O primeiro livro que me marcou de forma definitiva foi Madame Bovary, de Gustave Flaubert. Não apenas pelo conteúdo do livro, que me interessou muito, mas pela impactante descoberta de que "a literatura é mais quente do que a vida". Perceber pela primeira vez que a vida que fluía dentro das letras era mais interessante do que a dos personagens humanos que circulavam à minha volta produziu em mim uma angústia meio desesperadora. Ao mesmo tempo me despertou para o desejo de descobrir outros livros, já que eu sabia, a partir daquele primeiro contato, que só na literatura encontraria idéias e pessoas vivendo situações mais sublimes do que as do mundo ordinário.

O segundo livro que me deixou perturbado e encantado ao mesmo tempo foi Os Sofrimentos do Jovem Werther, de Goethe. Além de ter virtualmente experimentado o sentimento e a idéia do suicídio (e trazer para dentro de mim essa possibilidade), encontrei nesse livro a poética descrição dos sentimentos amorosos profundos como nunca havia visto até então e do qual, creio, não encontrei ainda intensidade semelhante em nenhum outro lugar. De Goethe eu viria a venerar também seu Fausto.

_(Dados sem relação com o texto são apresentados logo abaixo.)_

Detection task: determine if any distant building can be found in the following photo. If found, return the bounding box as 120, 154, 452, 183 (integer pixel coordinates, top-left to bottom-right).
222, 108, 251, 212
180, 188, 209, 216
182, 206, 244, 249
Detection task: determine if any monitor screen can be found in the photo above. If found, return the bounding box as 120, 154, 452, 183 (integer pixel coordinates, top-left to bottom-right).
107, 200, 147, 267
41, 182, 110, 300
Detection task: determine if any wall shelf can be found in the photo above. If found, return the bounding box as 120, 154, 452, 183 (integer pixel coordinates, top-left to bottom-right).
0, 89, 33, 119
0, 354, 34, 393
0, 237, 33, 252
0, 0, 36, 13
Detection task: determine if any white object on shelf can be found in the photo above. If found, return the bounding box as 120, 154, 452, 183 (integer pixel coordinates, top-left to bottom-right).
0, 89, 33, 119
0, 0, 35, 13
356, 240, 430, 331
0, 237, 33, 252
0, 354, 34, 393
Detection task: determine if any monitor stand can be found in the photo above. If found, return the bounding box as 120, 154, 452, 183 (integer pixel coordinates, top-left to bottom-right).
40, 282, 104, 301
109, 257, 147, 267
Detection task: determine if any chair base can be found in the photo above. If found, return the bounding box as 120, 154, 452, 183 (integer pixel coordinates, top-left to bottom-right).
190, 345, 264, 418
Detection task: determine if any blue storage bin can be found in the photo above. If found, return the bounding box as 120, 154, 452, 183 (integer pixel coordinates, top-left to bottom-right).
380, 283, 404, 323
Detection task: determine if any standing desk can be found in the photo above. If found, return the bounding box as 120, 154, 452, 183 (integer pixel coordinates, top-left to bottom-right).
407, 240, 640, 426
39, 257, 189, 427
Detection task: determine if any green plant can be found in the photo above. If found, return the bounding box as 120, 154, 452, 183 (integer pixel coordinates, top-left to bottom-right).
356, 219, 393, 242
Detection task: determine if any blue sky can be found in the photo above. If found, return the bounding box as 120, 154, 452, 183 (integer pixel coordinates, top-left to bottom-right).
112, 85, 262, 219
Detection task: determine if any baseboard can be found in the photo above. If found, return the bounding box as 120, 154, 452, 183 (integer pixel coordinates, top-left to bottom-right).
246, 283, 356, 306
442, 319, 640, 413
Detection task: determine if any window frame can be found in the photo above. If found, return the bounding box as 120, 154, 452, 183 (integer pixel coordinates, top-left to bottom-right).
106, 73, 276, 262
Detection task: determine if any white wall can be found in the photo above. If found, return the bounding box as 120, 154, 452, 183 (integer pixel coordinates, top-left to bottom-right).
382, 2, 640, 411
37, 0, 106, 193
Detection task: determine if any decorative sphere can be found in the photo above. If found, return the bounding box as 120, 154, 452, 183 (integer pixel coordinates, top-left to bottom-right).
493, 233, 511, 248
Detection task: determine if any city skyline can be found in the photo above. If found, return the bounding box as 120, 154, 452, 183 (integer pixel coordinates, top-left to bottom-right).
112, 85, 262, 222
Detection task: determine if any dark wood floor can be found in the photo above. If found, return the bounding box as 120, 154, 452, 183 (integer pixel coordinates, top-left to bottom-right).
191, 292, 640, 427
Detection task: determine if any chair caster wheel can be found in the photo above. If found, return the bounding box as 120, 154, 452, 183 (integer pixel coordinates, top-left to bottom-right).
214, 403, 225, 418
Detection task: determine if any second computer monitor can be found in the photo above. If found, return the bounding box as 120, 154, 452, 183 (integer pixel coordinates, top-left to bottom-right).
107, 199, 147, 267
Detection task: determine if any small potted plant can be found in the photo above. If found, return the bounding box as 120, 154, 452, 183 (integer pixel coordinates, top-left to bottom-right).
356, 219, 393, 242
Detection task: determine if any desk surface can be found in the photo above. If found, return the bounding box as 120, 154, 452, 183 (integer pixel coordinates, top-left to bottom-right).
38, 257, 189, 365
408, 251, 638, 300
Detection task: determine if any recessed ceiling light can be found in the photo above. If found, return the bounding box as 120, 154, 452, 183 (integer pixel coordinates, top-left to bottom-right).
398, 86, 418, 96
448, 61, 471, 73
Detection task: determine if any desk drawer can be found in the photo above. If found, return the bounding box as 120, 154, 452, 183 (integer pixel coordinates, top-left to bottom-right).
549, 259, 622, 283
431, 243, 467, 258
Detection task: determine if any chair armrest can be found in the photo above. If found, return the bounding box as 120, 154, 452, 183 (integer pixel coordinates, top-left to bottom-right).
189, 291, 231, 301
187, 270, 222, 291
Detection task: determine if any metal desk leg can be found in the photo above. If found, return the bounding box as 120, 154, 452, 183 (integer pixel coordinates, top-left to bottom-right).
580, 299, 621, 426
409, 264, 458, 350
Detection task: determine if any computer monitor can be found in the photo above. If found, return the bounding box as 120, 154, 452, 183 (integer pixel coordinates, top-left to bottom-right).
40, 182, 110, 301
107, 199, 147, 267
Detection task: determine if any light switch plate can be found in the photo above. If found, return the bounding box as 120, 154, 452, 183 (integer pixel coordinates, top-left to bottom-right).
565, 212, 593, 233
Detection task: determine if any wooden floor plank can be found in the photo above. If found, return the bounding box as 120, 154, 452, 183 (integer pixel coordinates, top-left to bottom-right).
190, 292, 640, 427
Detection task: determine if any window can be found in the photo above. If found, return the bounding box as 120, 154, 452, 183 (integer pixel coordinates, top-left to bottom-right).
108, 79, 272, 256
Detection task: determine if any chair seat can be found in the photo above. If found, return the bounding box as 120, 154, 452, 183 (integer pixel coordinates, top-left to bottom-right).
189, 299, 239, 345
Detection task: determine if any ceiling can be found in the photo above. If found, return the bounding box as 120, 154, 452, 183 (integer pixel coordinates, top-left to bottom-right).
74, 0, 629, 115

Outro livro me marcaria para sempre foi Por que não sou Cristão, de Bertrand Russel. Logo nas primeiras páginas encontrei a frase que abalaria minhas crendices infantis, me fazendo rever tudo o que aprendi a acreditar por ter nascido numa família católica: "Não só o cristianismo é uma religião falsa, mas todas as religiões são falsas". O meu ateísmo nasceu aí e minha descrença na existência de Deus ou na vida após a morte se fortificou com leituras posteriores de Nietzsche, Freud/Wilhelm Reich, Marx e tantos outros. O rompimento com a idéia infantil da crença num possível protetor-vigia invisível, o papai-do-céu, é estimulante, nos fazendo pensar todas as situações da vida com a própria cabeça - mesmo que nos sintamos órfãos do cosmos.

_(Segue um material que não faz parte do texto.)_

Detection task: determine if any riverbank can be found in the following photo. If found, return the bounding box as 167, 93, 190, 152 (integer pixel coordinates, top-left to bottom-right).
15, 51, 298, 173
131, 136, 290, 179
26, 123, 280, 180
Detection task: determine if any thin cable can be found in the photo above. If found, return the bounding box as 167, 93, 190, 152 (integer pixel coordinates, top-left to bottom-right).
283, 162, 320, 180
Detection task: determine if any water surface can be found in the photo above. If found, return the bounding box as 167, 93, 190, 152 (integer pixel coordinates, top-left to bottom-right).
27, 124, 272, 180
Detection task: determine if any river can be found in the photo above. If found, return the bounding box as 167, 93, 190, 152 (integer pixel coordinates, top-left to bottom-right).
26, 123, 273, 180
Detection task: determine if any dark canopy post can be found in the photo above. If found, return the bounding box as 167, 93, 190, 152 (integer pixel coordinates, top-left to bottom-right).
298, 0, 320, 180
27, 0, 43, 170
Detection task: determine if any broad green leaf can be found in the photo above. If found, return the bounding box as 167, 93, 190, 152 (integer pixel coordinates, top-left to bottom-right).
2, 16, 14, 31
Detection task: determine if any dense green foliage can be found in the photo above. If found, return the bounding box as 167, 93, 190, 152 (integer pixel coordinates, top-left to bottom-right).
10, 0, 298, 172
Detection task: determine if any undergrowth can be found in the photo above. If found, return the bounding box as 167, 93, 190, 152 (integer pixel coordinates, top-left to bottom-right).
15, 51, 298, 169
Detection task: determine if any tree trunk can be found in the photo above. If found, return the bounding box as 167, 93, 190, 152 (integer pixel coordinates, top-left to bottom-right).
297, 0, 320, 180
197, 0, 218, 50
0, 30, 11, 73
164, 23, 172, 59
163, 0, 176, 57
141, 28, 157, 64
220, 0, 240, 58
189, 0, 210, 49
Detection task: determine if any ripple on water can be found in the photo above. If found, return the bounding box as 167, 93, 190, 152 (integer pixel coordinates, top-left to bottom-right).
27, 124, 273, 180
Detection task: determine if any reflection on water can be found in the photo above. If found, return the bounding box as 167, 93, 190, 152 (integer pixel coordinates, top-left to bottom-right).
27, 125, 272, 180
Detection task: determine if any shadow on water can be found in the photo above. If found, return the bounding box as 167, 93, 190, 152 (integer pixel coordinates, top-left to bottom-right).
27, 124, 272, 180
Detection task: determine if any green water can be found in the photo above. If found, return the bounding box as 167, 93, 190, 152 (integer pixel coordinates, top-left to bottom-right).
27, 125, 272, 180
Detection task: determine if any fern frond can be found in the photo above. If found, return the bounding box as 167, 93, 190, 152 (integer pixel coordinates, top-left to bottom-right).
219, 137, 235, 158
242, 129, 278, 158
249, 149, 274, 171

Outro autor que me marcaria: Franz Kafka. Todas as suas obras são perturbadoras, mas se tenho que escolher uma, escolho A Metamorfose. É uma das novelas mais impressionantes que li na vida e que me deu a certeza de que o sistema social criado pelo ser humano nos reduz, sem escapatória para ninguém, em insetos tratados, evidentemente, como o personagem divertidíssimo criado por Kafka: Gregor Samsa. Agora sempre que olho para os seres humanos à minha frente me divirto muito vendo-os moverem-se pela vida, no seu desespero por manterem-se vivos, como algum tipo de inseto kafkiano- mas claro, alguns sempre causam mais asco que outros porque uns sempre vão feder mais que os outros dado seu estado de degradação.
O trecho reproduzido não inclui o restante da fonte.